The city of Paris proper is relatively small, dense, and completely built up. Although some areas are less expensive than others the entire city is high-priced land, making it impossible to tear down existing homes and build low-rent properties in their place. Politically impossible as well. No one would allow major areas of Paris to be razed for such buildings today. All those areas were converted many years ago. The only room for vast areas of such subdivisions was out in the suburbs.
They’re being made to live there? Forbidden to live in the Fifth? All on the basis of their race?
Oh wait. A lot of these are free housing projects for people who aren’t working. And so they’re not going to be on prime real estate.

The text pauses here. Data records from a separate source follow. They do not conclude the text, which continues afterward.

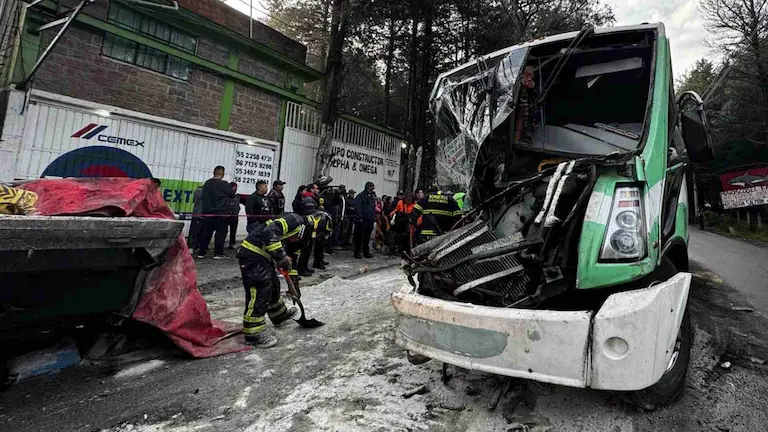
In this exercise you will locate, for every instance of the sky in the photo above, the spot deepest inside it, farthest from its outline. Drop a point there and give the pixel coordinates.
(682, 21)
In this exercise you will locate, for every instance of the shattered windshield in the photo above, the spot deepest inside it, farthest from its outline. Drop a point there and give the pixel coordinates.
(468, 105)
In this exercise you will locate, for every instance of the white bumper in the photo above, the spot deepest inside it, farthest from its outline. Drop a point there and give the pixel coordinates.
(626, 345)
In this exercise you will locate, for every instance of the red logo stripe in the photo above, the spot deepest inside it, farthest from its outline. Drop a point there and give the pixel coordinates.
(84, 130)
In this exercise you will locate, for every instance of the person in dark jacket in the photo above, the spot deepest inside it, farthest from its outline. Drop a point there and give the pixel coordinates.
(233, 220)
(277, 198)
(197, 221)
(258, 207)
(260, 255)
(349, 218)
(365, 216)
(435, 215)
(309, 207)
(297, 200)
(217, 196)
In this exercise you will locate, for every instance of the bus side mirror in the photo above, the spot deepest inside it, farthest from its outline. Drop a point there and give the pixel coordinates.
(695, 129)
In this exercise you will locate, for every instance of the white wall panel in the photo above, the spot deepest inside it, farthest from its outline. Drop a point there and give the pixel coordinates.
(182, 155)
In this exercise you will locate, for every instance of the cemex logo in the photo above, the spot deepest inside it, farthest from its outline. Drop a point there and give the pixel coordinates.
(94, 130)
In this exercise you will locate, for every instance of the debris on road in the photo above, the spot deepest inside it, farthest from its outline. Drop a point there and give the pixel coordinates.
(424, 389)
(139, 369)
(44, 362)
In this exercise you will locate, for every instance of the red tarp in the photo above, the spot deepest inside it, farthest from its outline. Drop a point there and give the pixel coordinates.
(170, 301)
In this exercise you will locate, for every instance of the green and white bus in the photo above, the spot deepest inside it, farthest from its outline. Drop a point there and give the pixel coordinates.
(571, 267)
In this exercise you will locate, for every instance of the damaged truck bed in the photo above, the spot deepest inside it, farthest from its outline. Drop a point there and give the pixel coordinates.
(58, 270)
(571, 266)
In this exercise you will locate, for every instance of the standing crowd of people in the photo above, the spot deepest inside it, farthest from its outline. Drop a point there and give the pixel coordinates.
(324, 219)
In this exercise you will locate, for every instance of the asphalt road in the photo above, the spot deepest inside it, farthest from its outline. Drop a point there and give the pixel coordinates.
(740, 265)
(349, 375)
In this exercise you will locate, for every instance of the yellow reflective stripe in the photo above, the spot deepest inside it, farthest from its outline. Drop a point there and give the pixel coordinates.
(438, 212)
(246, 244)
(291, 234)
(255, 330)
(249, 310)
(254, 320)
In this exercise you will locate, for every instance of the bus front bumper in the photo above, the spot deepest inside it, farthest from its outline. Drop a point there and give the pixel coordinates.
(626, 345)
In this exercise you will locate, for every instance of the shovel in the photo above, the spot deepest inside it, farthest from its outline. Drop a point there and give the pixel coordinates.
(294, 293)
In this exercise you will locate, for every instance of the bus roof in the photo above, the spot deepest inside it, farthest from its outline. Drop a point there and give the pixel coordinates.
(554, 38)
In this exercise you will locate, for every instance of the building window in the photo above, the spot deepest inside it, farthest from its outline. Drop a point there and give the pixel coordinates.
(144, 56)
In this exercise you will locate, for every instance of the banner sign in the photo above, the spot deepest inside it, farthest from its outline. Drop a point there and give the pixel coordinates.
(252, 164)
(738, 198)
(742, 179)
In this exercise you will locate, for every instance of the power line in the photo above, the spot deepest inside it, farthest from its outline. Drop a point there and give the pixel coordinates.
(266, 13)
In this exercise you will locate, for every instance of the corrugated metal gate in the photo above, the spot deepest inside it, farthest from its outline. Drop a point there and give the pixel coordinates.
(361, 154)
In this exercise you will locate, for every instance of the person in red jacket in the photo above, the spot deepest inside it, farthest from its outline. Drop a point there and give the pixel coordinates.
(401, 222)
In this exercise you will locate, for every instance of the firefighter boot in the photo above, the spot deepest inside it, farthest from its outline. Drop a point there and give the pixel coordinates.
(264, 339)
(279, 314)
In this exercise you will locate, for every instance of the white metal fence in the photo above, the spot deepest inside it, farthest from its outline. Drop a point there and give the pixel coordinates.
(307, 119)
(361, 154)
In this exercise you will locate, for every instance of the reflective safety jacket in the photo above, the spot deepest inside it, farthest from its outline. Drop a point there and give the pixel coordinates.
(320, 223)
(266, 240)
(440, 212)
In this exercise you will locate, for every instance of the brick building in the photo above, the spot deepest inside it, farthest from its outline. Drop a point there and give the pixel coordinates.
(102, 59)
(166, 89)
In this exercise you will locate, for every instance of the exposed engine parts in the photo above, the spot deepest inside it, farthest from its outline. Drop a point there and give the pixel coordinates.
(517, 248)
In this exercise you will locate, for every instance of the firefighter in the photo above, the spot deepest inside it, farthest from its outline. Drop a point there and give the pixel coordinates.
(260, 255)
(434, 215)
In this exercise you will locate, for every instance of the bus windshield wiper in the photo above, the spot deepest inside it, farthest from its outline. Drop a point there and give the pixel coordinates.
(558, 68)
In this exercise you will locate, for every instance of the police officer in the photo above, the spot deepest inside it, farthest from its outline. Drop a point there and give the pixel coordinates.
(258, 207)
(276, 197)
(321, 225)
(260, 255)
(434, 215)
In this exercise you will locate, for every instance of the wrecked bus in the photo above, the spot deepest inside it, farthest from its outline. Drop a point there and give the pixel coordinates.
(571, 267)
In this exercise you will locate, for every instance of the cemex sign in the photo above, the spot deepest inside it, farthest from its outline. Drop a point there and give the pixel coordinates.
(94, 130)
(744, 187)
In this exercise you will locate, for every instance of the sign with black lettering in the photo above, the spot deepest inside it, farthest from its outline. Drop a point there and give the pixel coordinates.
(253, 163)
(357, 159)
(391, 170)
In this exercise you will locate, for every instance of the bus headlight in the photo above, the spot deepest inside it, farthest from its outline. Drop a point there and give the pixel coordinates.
(625, 238)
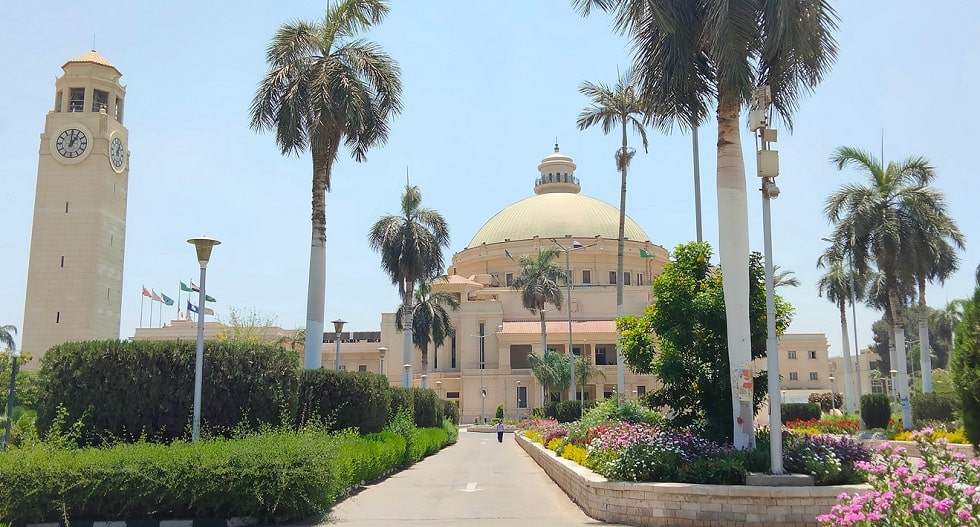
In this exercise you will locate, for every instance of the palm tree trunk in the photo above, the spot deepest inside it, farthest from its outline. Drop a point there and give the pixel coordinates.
(407, 297)
(925, 357)
(899, 360)
(848, 370)
(733, 252)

A lot of the confusion here comes from somebody’s decision (I don’t know whose) to translate the French word “banlieue” as “suburb” rather than “particular neighborhood” or (probably even closer) “outlying area.” There can technically be rich banlieue and poor banlieues; as mentioned, Paris is a pretty smallish city and it doesn’t take long to get to what many people would regard as the outskirts of the city proper.
However, either through convention, political correctness, whatever, the French have decided to use banlieue, in practice, to mean any poor, minority-heavy neighborhood outside the immediate city center. Don’t take the “suburb” in this case to mean some green and leafy, non-contiguous residential neighborhood. They’re trying to say “ghetto” in a more euphemistic way.
ETA the other euphemism that gets mixed in here is “youths,” by which French journalists mean “minorities engaged in crime.” Right wing columnists have a field day mocking the stories of “suburban youths protesting the police,” which means “Arab teenagers burning cars,” but sounds like “Wally and Beaver get a lesson in civics.”